“Hey Cali, could you just feather that light left, please?”
Being in workshop mode, Cali was hand holding a Profoto B-1 fitted with a 1×3 RFI Strip Softbox, which in turn was fitted with a fabric egg crate. This little light shaper may be my favorite for big flash. Compact, it puts out a soft but definitive punch of light that fades quickly at the edges. Good character light, for sure. And, used vertically, it is also nice light for a very vertical (tall!) fashion model, the dramatically beautiful Candice Lam. The above pix have some fashion retouching, but exposure wise, they are out of camera.
A move of just a couple inches makes a big difference. It takes the heat off her far shoulder and incrementally opens up the shadow side of her body. Simple move, but as is always noted, this is a game of inches. An incremental push on a light can play large in the picture.
The feel and effect of the light move is enhanced by the fabric grid. I’m just about at a point where I won’t use a light shaper that doesn’t have a grid available to drop into it. I don’t always have them on the soft box I’m using, but man are they handy. They are always there on the set. Just a great way to retain the essential feel of the shaper in question, but also control the spill of it.

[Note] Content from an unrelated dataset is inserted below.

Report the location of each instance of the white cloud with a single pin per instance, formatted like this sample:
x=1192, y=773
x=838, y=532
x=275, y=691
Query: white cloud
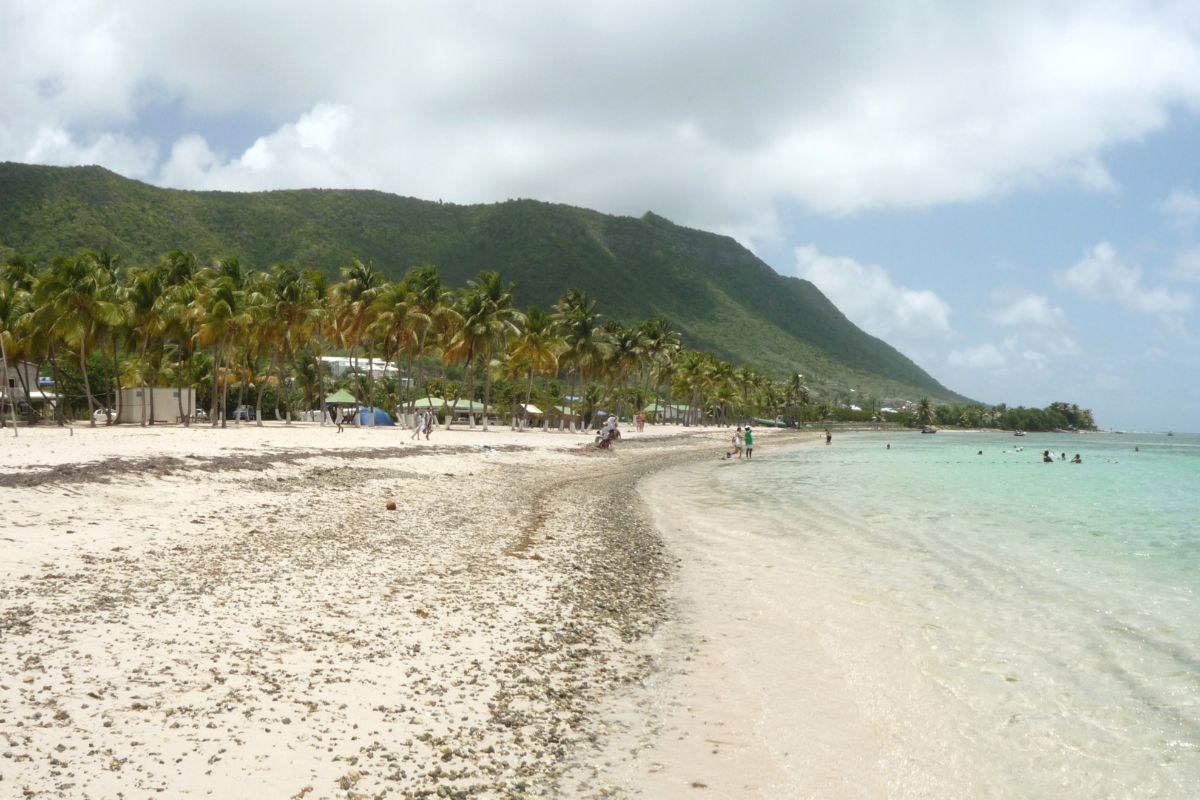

Having the egg crate in this light shaper made the very minimal, subtle move Cali made with the light very visible in the frame that resulted. The little bit of hair light you see is also from a small strip, with a grid, hand held, on camera left.
During this two hour class, I used the B-1 units, and, I don’t need to tell anybody who has used them, but for location big flash units, they are transformative. Very quickly at the end of the class, we were able to change this, done as a quick and dirty scout picture….
Into the below….
The far B-1 has a tungsten gel on it, and is raw, with no shaper on it, just clipping those towers outside of the Javits Center. It is about 100′ from camera. The darkness is achieved via an exposure of 1/250th at f2.8, ISO800, shot in the fading dusk. There is a mid-sized shaper for the portrait aspect of the pic, as I recall. All this was done quickly, via radio, occasionally in TTL, occasionally in manual. Very easy to bounce around, mode-wise, with these lights. Camera was a D5, with a 70-200mm f2.8 lens.
The tools we have now for lighting are so sophisticated, it makes moving fast easy. But the basics still apply. Small things, like a fabric grid, and a feather of a move, make big differences.